Are bees capable of perception or feeling things like emotion? Apparently so. That is what bee researcher Buchmann (Univ. of Arizona) explains in this book. Based on his own and others' research, Buchmann asserts that all sorts of bees, whether solitary or communal, quasi-, semi-, or eusocial, show complex emotions such as joy, happiness, pleasure, despair, anger, grief, and fear, as mammals do. If bees are "self-aware, sentient . . . conscious . . . solve problems . . . and think" as these investigations seem to confirm, such knowledge will impact the way handling and experimentation should be done with bees from now on. In the book's eleven chapters, readers learn about the mental capacity of all bees: how they experience a multitude of feelings, how they behave toward each other, how they feel about their whereabouts, how they are able to solve certain problems, and even how they use tools. The epilogue and final appendix provide insights into groundbreaking new research and suggest what readers can do to protect, support, and conserve native bees and those commonly used as "livestock" to pollinate commercially grown crops. This pleasantly written book brings new light to the subject and expands the reader's understanding of bees. Summing Up: Highly recommended. All readers. --Jorge M. Gonzalez, Austin Achieve Public Schools

Copyright American Library Association, used with permission.
Review by Publisher's Weekly Review

In this enlightening outing, Buchmann (The Reason for Flowers), an ecology professor at the University of Arizona, takes readers "into the minds and lives of bees." He explains the critical role bees play as pollinators--"about 35 percent of the world's food supply that isn't derived from wind-pollinated cereal crops" stems from bees' services--and provides an intimate look at how bees experience their environment.
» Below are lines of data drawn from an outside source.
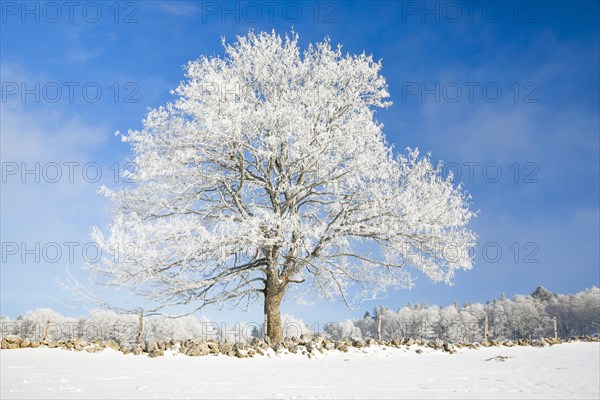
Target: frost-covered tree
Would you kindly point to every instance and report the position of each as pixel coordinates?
(270, 171)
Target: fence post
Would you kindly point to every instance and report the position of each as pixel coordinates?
(485, 329)
(265, 329)
(141, 327)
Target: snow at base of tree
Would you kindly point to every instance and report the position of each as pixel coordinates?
(569, 370)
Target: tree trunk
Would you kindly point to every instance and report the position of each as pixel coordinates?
(273, 296)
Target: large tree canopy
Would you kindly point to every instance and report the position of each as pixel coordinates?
(269, 171)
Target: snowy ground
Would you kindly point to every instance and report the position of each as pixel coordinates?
(568, 370)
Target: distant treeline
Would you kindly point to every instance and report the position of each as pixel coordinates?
(507, 319)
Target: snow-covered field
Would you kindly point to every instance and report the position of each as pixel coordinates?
(569, 370)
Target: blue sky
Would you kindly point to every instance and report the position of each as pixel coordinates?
(499, 87)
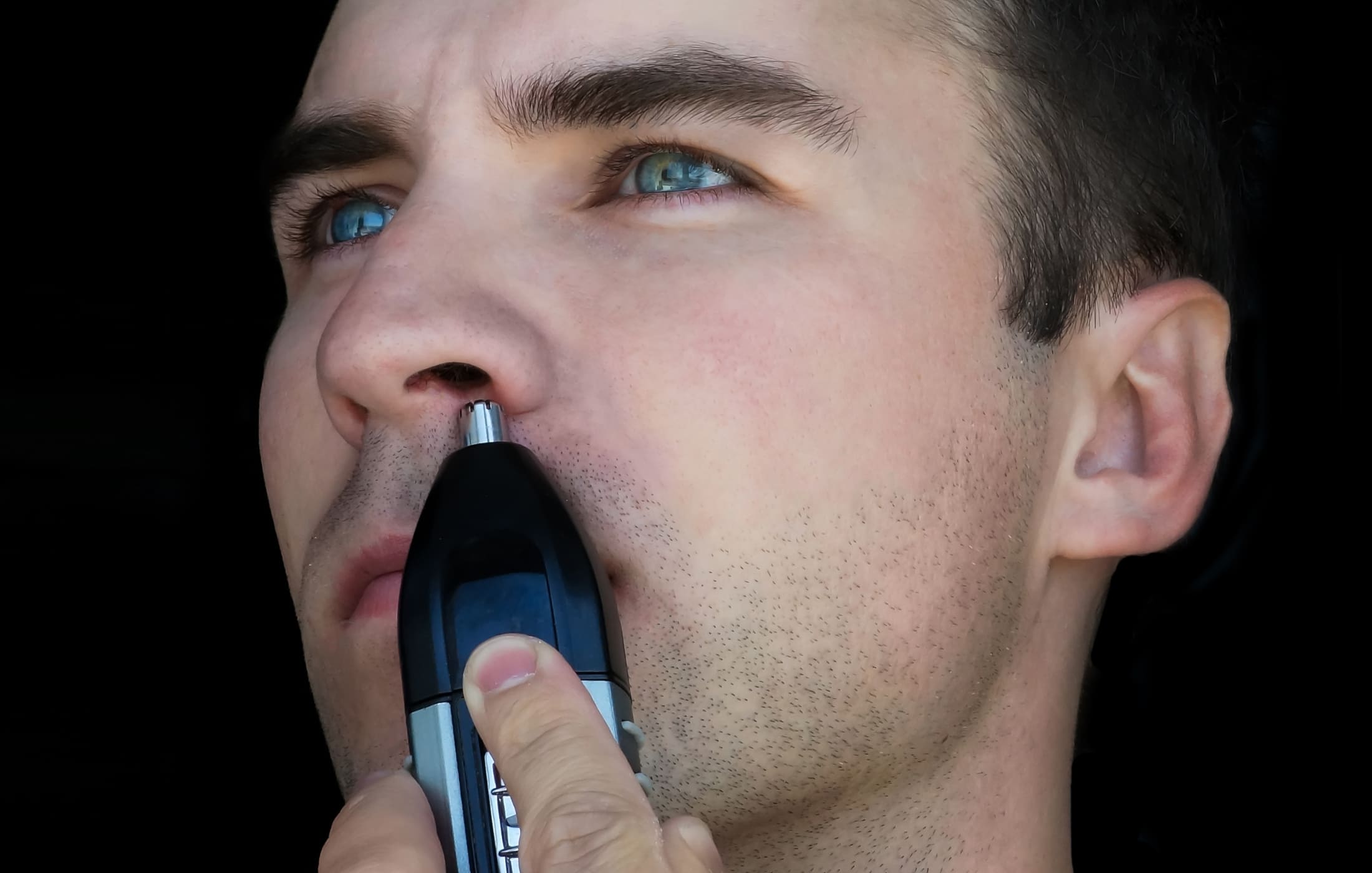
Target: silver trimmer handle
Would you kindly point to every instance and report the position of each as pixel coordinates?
(437, 769)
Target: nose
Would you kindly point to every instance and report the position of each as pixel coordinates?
(422, 331)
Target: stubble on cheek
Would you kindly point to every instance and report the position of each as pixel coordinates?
(834, 650)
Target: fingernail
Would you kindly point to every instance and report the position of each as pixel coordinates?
(503, 662)
(702, 843)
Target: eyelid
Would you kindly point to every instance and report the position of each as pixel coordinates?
(305, 223)
(621, 161)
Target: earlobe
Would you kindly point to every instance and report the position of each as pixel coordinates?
(1153, 411)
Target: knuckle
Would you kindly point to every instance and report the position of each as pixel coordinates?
(533, 738)
(582, 831)
(369, 858)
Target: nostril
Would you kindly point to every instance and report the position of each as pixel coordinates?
(455, 374)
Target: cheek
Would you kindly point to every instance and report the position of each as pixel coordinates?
(305, 461)
(792, 378)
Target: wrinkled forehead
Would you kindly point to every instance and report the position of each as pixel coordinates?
(417, 52)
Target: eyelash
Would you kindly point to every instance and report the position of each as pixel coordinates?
(302, 224)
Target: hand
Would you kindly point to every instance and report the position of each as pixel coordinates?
(579, 806)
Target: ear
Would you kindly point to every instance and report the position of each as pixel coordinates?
(1149, 415)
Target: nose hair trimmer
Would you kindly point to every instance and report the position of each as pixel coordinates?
(496, 551)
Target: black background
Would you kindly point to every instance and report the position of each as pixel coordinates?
(158, 707)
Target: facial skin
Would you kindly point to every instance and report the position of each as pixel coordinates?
(858, 531)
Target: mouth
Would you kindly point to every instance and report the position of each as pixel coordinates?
(368, 588)
(369, 585)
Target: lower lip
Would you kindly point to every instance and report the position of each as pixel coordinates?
(380, 599)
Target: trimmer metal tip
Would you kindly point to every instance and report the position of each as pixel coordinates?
(481, 422)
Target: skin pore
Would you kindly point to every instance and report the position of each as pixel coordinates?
(856, 555)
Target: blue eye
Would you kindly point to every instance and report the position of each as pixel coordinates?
(359, 219)
(673, 171)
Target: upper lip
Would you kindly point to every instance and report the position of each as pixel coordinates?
(386, 554)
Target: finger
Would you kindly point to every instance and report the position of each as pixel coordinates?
(689, 846)
(386, 826)
(578, 803)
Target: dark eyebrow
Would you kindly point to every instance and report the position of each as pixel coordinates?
(334, 138)
(695, 83)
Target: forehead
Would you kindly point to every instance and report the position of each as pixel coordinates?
(417, 52)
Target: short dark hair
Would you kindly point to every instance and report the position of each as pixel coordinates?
(1103, 124)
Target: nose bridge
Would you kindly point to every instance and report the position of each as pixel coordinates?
(426, 327)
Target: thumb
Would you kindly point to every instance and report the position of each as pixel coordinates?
(578, 803)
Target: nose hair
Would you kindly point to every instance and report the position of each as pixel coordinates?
(409, 345)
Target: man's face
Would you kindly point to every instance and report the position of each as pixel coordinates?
(767, 372)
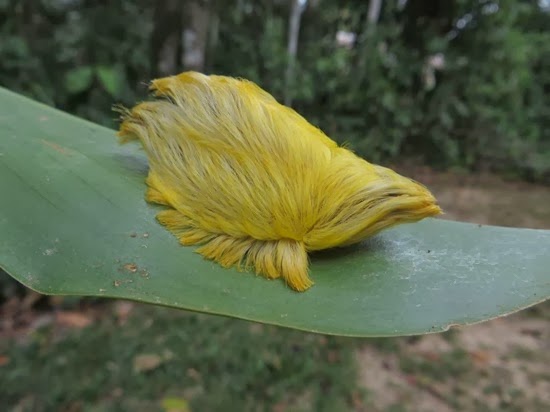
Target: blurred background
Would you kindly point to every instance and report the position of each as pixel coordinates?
(455, 94)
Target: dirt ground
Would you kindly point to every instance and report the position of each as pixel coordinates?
(500, 365)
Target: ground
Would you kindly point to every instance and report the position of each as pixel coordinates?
(92, 355)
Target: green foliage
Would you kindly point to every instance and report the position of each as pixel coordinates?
(485, 107)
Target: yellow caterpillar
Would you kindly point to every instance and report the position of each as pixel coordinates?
(256, 185)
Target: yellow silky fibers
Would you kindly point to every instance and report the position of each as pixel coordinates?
(256, 185)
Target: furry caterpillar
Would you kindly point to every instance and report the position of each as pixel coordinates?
(253, 183)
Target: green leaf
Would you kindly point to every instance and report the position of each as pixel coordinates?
(79, 79)
(73, 222)
(112, 79)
Describing some of the insects' extraordinary capabilities, he discusses research that has found bees can count to four, learn to use tools (they have been trained in studies to roll tiny balls for a reward), and "taste" via hairs on their legs and antennae. More provocatively, Buchmann argues that bees can feel pain and might have a "limited form of consciousness," as demonstrated by studies that found bees can likely practice selective attention and "interpret reality in relation to themselves." Fascinating trivia abounds, and the eye-opening material on bees' interior lives complicates conventional wisdom about which animals are capable of emotions and consciousness (one study found that "anxious" bees "avoided being around other bees" and had lower than normal levels of dopamine). Readers fearful of bees may well gain a new perspective, while those who are already fans will find more to celebrate. (Mar.)